Part Two of our video tour of the sites we’ll be visiting during The Duke of Wellington Tour in September continues with more on our London stops. We hope you will sign up and come along to share our adventures. After leaving the Tower of London, its on to the Horse Guards and the Household Cavalry Museum.
From the Household Cavalry website:
Perhaps Horse Guards most illustrious tenant, the great Duke of Wellington, the Victor of Waterloo, had two stints at Horse Guards as Commander in Chief, a year from 1827-28 and the last ten years of his life from 1842. His office, formerly the Court Martial Room, is now the office of the Major-General Commanding the Household Division and General Officer Commanding London District. A print shows Wellington receiving visitors at the very same desk which is still in use today, and the decor of the room unchanged. The Duke also had quarters at Horse Guards and what is now an office was once his bedroom with the bed situated under the arch. He had an ensuite closet and a private stairway to the stables below, now blocked off, its entrance used as a cupboard.
We’ve blogged about the Duke of Wellington’s connections to Horse Guards previously and you will find one of those posts by clicking here. You can read about Victoria’s previous visit to the Museum here, and one of Kristine’s visit to the site here.
You can take a peek inside the Museum here and you can read more about the history of the Household Cavalry here.
For a look at day in the life of a soldier in the Household Cavalry and the training and preparation involved, click here. And here’s the link to a stirring video of the Household Cavalry’s musical ride at Earls Court in 2012.

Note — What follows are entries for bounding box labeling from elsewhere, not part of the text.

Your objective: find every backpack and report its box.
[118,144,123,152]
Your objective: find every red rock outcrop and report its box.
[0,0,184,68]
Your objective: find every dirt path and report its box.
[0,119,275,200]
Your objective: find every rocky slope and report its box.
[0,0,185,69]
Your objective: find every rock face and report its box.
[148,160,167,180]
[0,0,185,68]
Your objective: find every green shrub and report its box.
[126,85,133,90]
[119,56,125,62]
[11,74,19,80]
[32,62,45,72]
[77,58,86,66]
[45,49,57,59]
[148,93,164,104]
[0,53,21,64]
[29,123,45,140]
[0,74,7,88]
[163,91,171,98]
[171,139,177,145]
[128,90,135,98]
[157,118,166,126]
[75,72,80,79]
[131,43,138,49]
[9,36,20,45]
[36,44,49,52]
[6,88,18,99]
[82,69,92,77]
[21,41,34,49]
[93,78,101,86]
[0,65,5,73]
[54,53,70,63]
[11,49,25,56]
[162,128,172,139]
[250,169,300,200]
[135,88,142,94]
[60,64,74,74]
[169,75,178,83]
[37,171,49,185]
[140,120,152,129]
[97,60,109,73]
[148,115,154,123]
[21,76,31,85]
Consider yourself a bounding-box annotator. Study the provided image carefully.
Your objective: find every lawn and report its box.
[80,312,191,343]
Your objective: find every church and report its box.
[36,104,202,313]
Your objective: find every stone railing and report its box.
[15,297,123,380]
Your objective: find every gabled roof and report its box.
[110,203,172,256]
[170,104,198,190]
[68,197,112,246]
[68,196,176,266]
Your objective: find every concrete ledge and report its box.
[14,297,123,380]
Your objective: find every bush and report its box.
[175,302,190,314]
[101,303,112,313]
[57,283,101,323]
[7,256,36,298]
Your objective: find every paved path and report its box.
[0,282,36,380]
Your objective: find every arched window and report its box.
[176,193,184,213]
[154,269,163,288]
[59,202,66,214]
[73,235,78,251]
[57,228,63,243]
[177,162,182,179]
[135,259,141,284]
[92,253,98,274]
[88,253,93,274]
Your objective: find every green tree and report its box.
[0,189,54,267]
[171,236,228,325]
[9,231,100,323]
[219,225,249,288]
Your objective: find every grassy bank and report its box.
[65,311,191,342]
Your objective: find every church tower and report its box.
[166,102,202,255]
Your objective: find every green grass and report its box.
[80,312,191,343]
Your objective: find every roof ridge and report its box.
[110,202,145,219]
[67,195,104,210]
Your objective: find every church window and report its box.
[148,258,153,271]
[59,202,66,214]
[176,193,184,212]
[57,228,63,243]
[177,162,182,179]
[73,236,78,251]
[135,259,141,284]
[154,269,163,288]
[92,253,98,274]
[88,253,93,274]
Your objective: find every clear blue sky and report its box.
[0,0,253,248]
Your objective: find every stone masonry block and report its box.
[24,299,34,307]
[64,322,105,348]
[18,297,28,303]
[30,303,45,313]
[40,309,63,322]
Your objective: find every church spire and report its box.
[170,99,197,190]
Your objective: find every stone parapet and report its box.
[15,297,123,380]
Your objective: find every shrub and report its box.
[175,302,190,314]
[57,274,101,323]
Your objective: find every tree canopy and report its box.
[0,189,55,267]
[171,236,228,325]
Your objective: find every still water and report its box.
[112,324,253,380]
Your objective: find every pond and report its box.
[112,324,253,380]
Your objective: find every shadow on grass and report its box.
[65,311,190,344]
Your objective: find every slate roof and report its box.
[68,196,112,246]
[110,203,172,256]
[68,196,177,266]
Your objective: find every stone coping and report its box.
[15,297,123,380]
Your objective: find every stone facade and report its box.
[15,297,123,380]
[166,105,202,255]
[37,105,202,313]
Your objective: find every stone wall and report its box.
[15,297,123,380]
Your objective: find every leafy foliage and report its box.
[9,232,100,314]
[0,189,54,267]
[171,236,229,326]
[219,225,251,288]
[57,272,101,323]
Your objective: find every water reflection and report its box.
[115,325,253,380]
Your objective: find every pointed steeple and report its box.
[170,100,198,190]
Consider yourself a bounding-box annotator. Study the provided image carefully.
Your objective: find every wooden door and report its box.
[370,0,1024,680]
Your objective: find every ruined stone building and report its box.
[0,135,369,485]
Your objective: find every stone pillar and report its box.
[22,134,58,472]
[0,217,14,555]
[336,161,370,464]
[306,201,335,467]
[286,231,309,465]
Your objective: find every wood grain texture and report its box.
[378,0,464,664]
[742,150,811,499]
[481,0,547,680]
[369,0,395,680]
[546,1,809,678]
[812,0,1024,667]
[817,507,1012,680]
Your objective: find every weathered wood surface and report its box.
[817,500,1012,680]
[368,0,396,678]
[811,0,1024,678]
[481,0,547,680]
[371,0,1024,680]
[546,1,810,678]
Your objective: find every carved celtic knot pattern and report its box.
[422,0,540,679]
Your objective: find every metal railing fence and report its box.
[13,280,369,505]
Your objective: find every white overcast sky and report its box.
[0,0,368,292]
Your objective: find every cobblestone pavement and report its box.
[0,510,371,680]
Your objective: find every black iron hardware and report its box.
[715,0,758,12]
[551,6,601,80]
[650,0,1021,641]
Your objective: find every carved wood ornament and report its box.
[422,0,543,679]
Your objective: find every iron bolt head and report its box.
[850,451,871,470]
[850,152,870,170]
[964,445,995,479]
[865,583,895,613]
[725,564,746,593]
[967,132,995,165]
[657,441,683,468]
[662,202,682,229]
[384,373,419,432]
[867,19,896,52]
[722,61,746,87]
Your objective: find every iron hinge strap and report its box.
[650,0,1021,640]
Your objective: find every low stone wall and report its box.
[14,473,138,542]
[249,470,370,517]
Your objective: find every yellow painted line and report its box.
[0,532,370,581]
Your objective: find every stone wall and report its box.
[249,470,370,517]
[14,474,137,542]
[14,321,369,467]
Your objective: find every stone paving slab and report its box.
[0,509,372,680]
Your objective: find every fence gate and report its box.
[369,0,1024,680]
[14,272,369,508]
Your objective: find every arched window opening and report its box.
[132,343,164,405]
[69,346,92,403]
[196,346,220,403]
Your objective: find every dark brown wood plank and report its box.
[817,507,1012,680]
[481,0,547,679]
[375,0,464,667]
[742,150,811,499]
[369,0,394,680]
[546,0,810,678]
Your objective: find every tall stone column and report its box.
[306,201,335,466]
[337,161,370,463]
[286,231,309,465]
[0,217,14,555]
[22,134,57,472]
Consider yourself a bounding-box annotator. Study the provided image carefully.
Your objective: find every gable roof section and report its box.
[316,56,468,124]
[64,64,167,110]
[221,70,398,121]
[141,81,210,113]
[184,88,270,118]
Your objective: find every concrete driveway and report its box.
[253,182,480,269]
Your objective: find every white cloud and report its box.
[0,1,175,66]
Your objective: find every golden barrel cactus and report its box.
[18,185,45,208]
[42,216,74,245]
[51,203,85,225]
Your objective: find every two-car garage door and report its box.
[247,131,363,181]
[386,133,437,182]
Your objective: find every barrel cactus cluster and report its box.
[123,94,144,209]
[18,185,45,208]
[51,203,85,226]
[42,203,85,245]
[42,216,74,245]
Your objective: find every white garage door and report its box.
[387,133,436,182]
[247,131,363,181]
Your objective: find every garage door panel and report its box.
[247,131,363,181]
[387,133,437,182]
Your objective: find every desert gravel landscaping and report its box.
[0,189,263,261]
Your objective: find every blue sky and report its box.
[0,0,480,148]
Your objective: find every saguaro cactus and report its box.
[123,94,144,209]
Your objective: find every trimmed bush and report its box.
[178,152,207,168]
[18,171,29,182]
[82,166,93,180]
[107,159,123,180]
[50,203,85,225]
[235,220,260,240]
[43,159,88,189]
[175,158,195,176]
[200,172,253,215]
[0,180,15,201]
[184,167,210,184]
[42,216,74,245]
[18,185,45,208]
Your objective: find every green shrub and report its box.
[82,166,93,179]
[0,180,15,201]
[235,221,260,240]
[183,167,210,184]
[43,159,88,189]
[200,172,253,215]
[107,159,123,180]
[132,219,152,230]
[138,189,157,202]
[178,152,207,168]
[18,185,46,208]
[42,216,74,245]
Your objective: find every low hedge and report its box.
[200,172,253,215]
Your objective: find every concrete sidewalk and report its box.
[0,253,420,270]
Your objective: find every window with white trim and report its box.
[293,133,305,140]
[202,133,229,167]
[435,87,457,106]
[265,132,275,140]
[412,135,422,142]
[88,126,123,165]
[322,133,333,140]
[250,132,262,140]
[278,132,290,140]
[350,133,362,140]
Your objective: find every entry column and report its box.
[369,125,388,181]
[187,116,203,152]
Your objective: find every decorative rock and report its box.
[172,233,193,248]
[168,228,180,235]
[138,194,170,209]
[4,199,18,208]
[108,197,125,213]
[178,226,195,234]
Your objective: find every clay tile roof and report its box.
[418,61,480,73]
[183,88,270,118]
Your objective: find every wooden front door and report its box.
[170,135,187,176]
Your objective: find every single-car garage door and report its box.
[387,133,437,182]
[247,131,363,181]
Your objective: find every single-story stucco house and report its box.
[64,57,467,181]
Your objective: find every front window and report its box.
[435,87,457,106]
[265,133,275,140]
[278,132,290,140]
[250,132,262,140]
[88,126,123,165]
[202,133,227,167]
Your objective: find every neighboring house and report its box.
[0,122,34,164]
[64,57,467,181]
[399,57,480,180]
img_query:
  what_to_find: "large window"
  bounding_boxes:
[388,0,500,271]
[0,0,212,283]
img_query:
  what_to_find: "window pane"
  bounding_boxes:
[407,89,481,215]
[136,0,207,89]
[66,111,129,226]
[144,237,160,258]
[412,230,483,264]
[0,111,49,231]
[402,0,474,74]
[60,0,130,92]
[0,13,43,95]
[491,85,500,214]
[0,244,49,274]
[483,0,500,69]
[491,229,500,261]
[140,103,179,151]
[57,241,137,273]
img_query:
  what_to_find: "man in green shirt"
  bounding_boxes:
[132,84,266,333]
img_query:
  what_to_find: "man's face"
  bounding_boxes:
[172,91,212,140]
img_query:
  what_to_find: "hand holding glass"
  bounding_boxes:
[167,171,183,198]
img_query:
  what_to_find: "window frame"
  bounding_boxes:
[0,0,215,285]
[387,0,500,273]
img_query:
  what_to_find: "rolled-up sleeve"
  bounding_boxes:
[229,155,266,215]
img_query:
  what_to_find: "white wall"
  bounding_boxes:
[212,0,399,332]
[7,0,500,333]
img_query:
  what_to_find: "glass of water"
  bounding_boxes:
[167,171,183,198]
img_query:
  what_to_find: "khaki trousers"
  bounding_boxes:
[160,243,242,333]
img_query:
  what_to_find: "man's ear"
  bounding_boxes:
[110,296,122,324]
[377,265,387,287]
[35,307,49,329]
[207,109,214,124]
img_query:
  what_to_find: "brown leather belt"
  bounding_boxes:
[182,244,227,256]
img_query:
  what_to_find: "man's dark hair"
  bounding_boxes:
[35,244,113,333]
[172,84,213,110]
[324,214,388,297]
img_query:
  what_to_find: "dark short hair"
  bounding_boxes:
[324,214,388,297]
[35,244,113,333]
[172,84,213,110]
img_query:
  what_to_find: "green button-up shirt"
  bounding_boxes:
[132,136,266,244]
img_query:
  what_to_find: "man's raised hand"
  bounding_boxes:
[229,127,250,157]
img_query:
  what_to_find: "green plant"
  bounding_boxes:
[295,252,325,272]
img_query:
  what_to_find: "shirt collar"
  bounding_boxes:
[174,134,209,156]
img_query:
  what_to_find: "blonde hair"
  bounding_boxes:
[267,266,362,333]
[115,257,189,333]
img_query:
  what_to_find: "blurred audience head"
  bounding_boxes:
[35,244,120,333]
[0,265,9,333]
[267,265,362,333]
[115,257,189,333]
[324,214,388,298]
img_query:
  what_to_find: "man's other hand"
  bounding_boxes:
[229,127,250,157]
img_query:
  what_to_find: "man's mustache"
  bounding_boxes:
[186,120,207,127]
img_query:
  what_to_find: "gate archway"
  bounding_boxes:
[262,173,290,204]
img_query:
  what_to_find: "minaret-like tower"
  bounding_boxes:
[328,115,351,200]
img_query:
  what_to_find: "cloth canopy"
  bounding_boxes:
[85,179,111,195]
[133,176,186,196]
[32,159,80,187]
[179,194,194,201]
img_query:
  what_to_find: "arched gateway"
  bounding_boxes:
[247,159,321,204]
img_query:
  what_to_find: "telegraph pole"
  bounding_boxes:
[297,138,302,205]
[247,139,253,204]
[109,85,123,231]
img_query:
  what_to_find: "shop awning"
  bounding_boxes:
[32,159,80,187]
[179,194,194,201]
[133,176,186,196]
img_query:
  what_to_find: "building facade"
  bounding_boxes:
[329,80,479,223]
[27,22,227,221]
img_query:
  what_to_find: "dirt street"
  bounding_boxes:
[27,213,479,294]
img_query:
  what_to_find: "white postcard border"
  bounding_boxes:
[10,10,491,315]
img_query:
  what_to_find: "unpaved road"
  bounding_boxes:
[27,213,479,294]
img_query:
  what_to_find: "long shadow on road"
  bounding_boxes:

Click here to read the story of Sefton, one of the Cavalry’s most famous horses who survived an IRA bombing. And on the flip side, you can click here to see video of the naughty Fenton, who led Guards on a merry chase down Whitehall during the wedding of William and Kate. Watch with the sound on so that you can hear a Guard repeatedly calling Fenton – to no avail. All came right in the end, however – Fenton was finally cornered at the Wellington Arch.